No substantive or procedural limitation can in theory therefore apply to its legislative powers.
A number of legal and constitutional developments have taken place which have arguably diluted the purity of the Diceyan doctrine.
Procedural limitations
One issue is whether it is possible for Parliament to introduce procedural requirements to make it harder for subsequent parliaments to change the law.
This ideas is known as entrenchment by manner and form.
The Diceyan view is that Parliament could pass a statute that made it harder to amend or repeal legislation but this would not be binding on a successor parliament.
Additionally, the courts would not consider a challenge to the subsequent incompatible statute because of the enrolled bill rule laid down in Pickin v British Railways Board [1974]
Commonwealth cases - Attorney General for New South Wales v Trethowan [1932]
This concerned the legislature of New South Wales, Australia, which had originally been created by the UK Parliament in 1823.
In 1923, legislation was passed in NSW which prohibited the abolition of the upper chamber of the legislature without referendum approval.
The next year, the legislature passed two Bills designed to abolish the upper chamber without holding the required referendum.
The Privy Council granted injunctions preventing royal assent from being granted to the bills because they weren't passed in the correct manner.
Critics of the manner and form argument have pointed out that NSW legislature was not a sovereign legislature so its legal position is different from that of the UK's.
The possibility of manner and form entrenchment only seems to apply to subordinate legislatures, such as the devolved assemblies.
In Jackson v Attorney General [2005] Lady Hale said that "if the sovereign Parliament can redefine itself downwards... it may very well be that it can also redefine itself upwards. In each case, the courts would be respecting the will of the sovereign Parliament as constituted when that will had been expressed.
Legislative independence
One of the most notable challenges to the notion of Westminster omnipotence has been the ending of the Empire and partial erosion of the Union.
There has always been a different conception of the powers of Westminster in Scotland to that held in England and Wales.
The theory behind is that the Acts of Union were not created by the UK Parliament but by the original English, Scottish and Irish Parliaments. Hence the Acts created a new UK Parliament that did not have unlimited sovereignty.
The dominions
Dominion status was given to recognise a number of semi-independent states under the British Empire.
The Dominions' constitutions were established by UK Acts of Parliament. A convention developed that no new UK Act affecting a dominion would be passed without their permission.
This was confirmed in s 4 of the Statute of Westminster 1931.
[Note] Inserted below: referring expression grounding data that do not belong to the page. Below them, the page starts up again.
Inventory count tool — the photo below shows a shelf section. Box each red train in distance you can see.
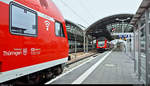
[96,39,108,52]
[0,0,69,84]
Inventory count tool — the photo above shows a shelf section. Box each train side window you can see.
[10,2,37,36]
[55,21,65,37]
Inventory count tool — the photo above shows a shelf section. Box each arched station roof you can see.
[86,14,134,40]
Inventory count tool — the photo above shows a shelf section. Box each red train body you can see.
[96,39,108,52]
[0,0,69,83]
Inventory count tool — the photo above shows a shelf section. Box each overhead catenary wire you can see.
[80,0,95,20]
[60,0,89,25]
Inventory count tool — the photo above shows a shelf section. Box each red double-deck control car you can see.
[0,0,69,83]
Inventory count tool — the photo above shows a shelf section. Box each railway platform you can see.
[46,49,142,86]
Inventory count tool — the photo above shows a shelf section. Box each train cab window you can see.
[55,22,65,37]
[10,3,37,36]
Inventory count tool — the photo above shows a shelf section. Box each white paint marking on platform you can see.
[45,52,106,84]
[72,51,112,84]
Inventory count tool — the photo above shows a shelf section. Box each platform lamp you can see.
[116,17,131,33]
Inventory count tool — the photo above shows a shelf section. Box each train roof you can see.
[14,0,64,22]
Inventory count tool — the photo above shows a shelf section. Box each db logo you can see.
[45,21,50,31]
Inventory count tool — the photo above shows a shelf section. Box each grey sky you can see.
[53,0,142,27]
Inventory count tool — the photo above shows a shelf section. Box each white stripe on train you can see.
[0,57,68,83]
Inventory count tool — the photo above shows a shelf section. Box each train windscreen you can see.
[98,41,105,47]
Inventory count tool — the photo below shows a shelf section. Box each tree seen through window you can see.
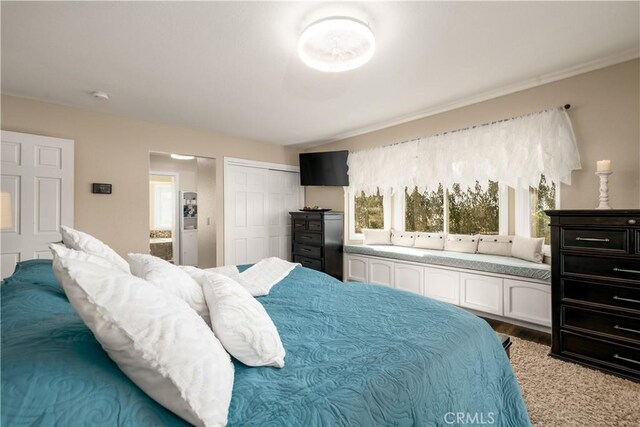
[354,190,384,233]
[529,175,556,245]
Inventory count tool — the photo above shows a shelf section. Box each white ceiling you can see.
[1,1,640,145]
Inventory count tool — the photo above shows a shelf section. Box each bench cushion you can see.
[344,245,551,282]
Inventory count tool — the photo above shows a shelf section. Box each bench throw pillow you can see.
[478,234,513,256]
[444,234,480,254]
[54,258,234,426]
[391,229,415,246]
[511,236,544,263]
[413,231,447,251]
[60,225,130,273]
[362,228,391,245]
[201,272,285,368]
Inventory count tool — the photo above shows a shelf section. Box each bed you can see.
[0,260,530,426]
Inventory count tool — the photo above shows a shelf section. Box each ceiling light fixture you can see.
[298,16,376,73]
[91,91,109,101]
[171,154,195,160]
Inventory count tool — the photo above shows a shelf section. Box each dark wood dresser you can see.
[289,211,344,280]
[547,209,640,381]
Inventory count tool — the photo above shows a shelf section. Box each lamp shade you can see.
[0,191,13,230]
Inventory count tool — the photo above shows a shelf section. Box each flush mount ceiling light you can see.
[171,154,195,160]
[91,90,109,101]
[298,16,376,73]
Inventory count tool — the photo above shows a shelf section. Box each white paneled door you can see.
[0,131,73,279]
[224,159,303,265]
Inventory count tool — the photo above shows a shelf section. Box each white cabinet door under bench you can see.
[368,258,395,288]
[504,279,551,326]
[423,267,460,305]
[460,273,503,316]
[393,262,424,295]
[345,255,369,282]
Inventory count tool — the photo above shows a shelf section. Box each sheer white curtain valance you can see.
[348,109,581,194]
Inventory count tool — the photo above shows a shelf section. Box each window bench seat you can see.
[344,245,551,283]
[344,245,551,332]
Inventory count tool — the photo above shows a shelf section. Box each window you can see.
[404,185,444,232]
[447,181,500,234]
[354,190,384,233]
[349,190,391,240]
[404,181,506,234]
[529,175,557,245]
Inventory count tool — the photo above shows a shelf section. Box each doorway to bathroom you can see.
[149,171,180,264]
[149,152,216,268]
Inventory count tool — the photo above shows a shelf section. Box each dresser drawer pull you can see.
[613,267,640,274]
[613,295,640,304]
[576,237,611,243]
[613,353,640,365]
[613,325,640,334]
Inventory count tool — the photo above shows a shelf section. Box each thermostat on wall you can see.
[91,182,111,194]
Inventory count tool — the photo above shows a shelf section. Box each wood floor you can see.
[483,317,551,346]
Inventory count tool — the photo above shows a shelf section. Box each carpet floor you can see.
[511,337,640,427]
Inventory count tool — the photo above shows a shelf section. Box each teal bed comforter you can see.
[0,260,530,426]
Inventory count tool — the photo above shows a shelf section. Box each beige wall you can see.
[305,60,640,239]
[2,95,298,265]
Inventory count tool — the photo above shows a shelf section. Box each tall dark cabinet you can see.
[547,209,640,381]
[289,211,344,280]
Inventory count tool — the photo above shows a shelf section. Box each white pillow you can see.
[54,257,234,426]
[444,234,480,254]
[129,254,209,323]
[413,231,446,251]
[60,225,131,273]
[511,236,544,263]
[49,243,117,268]
[478,234,513,256]
[391,229,415,246]
[362,228,391,245]
[202,272,285,368]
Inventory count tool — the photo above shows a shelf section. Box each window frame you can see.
[393,183,509,234]
[349,190,392,240]
[514,179,562,237]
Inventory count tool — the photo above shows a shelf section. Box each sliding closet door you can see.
[1,131,73,278]
[267,169,302,261]
[224,159,302,265]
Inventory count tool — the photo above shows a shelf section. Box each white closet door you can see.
[225,165,267,264]
[267,169,300,260]
[1,131,73,278]
[224,159,302,265]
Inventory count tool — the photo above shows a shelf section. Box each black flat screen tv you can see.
[300,150,349,187]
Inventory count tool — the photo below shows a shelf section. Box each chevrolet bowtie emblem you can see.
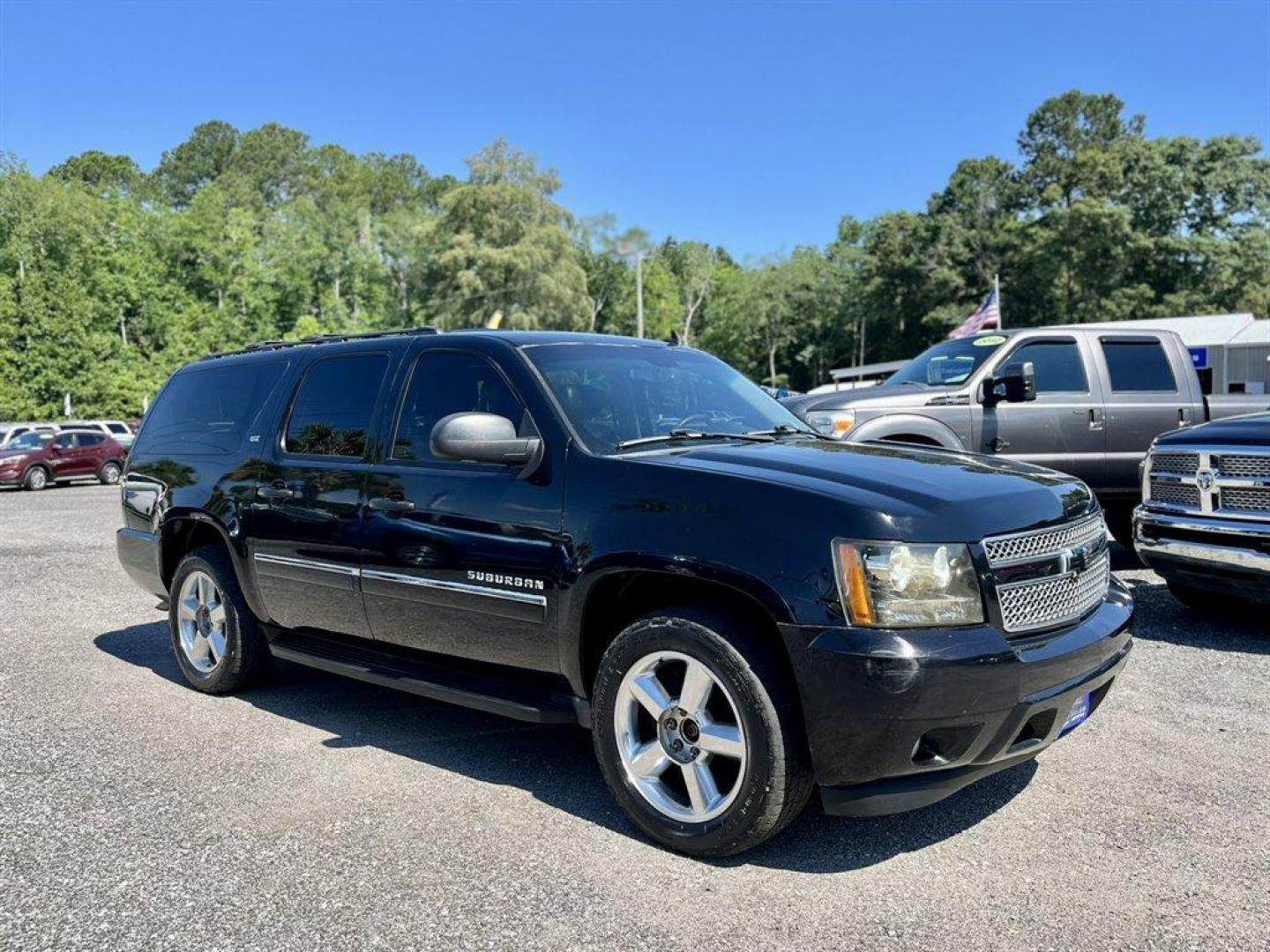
[1058,546,1090,575]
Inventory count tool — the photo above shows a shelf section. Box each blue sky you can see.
[0,0,1270,257]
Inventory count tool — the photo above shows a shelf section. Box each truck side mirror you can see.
[983,361,1036,406]
[430,413,542,471]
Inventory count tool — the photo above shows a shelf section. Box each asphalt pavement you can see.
[0,487,1270,952]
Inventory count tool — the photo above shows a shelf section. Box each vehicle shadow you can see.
[94,622,1036,872]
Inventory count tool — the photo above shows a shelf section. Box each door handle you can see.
[367,496,414,513]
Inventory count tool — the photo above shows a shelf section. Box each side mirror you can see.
[430,413,542,467]
[983,361,1036,406]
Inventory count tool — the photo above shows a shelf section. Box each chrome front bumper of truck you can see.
[1132,505,1270,576]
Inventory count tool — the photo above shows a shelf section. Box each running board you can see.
[269,631,591,726]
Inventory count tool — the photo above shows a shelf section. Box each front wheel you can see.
[168,547,269,695]
[21,465,49,493]
[593,608,811,857]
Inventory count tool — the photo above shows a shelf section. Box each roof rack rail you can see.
[199,325,441,361]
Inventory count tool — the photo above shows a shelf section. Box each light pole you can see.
[617,242,653,338]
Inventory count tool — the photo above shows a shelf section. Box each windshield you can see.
[525,344,806,453]
[884,334,1005,387]
[4,430,53,450]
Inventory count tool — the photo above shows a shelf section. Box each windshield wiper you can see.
[617,430,776,450]
[745,423,838,443]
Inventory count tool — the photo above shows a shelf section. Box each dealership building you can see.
[1085,314,1270,393]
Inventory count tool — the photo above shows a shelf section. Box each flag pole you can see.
[992,273,1005,330]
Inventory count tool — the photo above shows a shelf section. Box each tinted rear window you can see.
[285,354,389,457]
[1102,340,1177,393]
[136,361,287,456]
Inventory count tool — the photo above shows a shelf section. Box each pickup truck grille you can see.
[1218,488,1270,513]
[1151,481,1199,509]
[1217,453,1270,480]
[1151,453,1199,476]
[1143,447,1270,520]
[983,514,1111,635]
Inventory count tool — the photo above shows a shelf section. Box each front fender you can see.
[847,413,965,450]
[559,552,794,692]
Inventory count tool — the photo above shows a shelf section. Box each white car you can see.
[0,423,61,447]
[63,420,136,450]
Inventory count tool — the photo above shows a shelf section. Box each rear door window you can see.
[136,361,287,456]
[283,354,389,457]
[1102,340,1177,393]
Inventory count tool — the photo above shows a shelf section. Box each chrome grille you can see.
[983,513,1111,635]
[1217,453,1270,480]
[997,550,1111,632]
[1219,487,1270,513]
[983,513,1108,568]
[1151,453,1199,476]
[1151,480,1199,509]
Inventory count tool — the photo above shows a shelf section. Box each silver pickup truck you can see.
[786,326,1270,546]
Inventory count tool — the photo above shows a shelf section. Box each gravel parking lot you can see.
[0,487,1270,952]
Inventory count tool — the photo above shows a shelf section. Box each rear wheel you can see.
[594,608,811,856]
[21,465,49,493]
[168,547,269,695]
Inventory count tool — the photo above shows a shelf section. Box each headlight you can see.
[833,539,983,628]
[806,410,856,439]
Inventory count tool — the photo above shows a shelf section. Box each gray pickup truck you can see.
[786,326,1270,546]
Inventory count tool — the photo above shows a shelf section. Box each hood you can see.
[781,386,959,416]
[1157,413,1270,450]
[641,441,1096,542]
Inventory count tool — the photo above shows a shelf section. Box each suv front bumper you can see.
[782,577,1132,816]
[1132,505,1270,599]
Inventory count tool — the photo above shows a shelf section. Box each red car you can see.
[0,430,127,490]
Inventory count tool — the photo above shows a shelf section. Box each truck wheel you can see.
[593,608,811,857]
[21,465,49,493]
[168,547,269,695]
[1102,505,1138,554]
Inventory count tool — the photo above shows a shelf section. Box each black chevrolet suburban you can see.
[118,329,1132,856]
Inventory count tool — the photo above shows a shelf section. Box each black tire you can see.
[168,546,271,695]
[1102,504,1138,557]
[592,606,813,857]
[21,465,49,493]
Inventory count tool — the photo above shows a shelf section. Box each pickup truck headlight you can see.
[833,539,983,628]
[806,410,856,439]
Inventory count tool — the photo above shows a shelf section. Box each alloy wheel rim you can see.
[176,570,226,674]
[614,651,748,822]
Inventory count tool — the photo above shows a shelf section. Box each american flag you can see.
[947,286,1001,340]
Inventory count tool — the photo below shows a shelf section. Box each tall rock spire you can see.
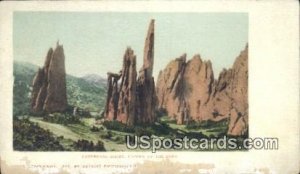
[105,20,156,125]
[137,19,157,123]
[142,19,154,78]
[31,43,68,114]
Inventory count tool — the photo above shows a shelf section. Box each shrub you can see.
[13,119,67,151]
[73,139,105,151]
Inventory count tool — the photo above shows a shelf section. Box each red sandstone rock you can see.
[156,44,248,135]
[31,44,68,114]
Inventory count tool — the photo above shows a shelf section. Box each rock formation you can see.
[105,48,137,125]
[156,46,248,135]
[31,43,68,114]
[136,20,156,123]
[105,20,156,125]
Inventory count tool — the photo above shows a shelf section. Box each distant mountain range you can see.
[81,74,107,87]
[13,61,107,116]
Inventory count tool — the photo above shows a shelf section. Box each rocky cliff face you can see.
[31,43,68,114]
[156,46,248,135]
[105,20,156,125]
[136,20,157,123]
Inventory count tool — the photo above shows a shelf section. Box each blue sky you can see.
[13,12,248,78]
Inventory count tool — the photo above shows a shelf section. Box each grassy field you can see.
[30,116,230,151]
[30,117,128,151]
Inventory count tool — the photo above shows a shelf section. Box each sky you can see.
[13,12,248,78]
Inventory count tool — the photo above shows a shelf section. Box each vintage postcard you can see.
[0,1,300,174]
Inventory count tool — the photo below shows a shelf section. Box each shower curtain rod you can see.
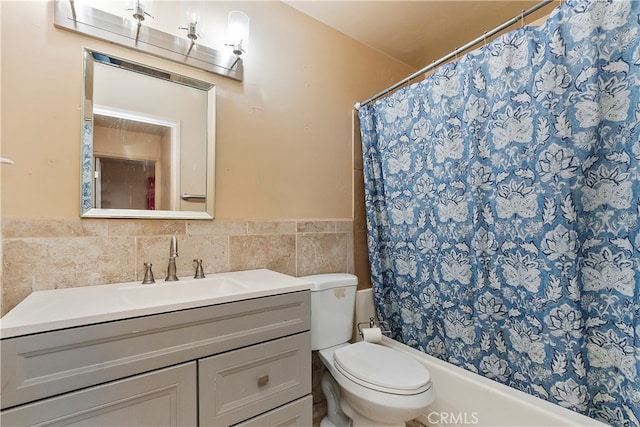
[353,0,554,110]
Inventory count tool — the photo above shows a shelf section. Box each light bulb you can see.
[227,10,249,55]
[185,7,200,24]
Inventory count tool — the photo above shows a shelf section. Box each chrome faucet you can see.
[193,259,204,279]
[142,262,156,285]
[164,236,178,282]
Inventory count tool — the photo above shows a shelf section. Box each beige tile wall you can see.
[2,218,354,315]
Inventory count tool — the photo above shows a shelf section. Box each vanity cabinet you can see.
[0,291,312,426]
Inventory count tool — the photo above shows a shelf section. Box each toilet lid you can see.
[333,341,431,394]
Impact on Westminster sovereignty
Granting dominion status caused significant conceptual challenges to the original diceyan doctrine of parliamentary sovereignty.
Westminster Parliament had effectively legislated to reduce its own sphere of political theory.
Legal authority of Westminster?
The problem for the courts has been reconciling the undoubted political diminution of Westminster authority with the orthodox legal principle in Dicey's theory.
Some judges have stated that political change has not diminished the unlimited legal authority of Parliament.
Others have emphasised that political and legal authority operates on entirely different planes.
Impact of devolution
In the past autonomous powers given by Westminster have been suspended or taken away.
Direct rule from Westminster was imposed on NI from 1972-1998 after the province has been run by its own Government in Stormont from 1921.
Layers of local government have also bee abolished. For example, Thatcher abolished the Greater London Council in 1986.
Nevertheless, in the absence of more dramatic political events the political acceptance of devolution in Scotland and Wales means that it is very difficult to see how the original devolution would be reversed.
This is a political limitation on the authority of Westminster in Parliament rather than a legal one. Parliament can still unmake this law in Diceyan theory but in practical terms it takes the orthodox theory into abstract territory.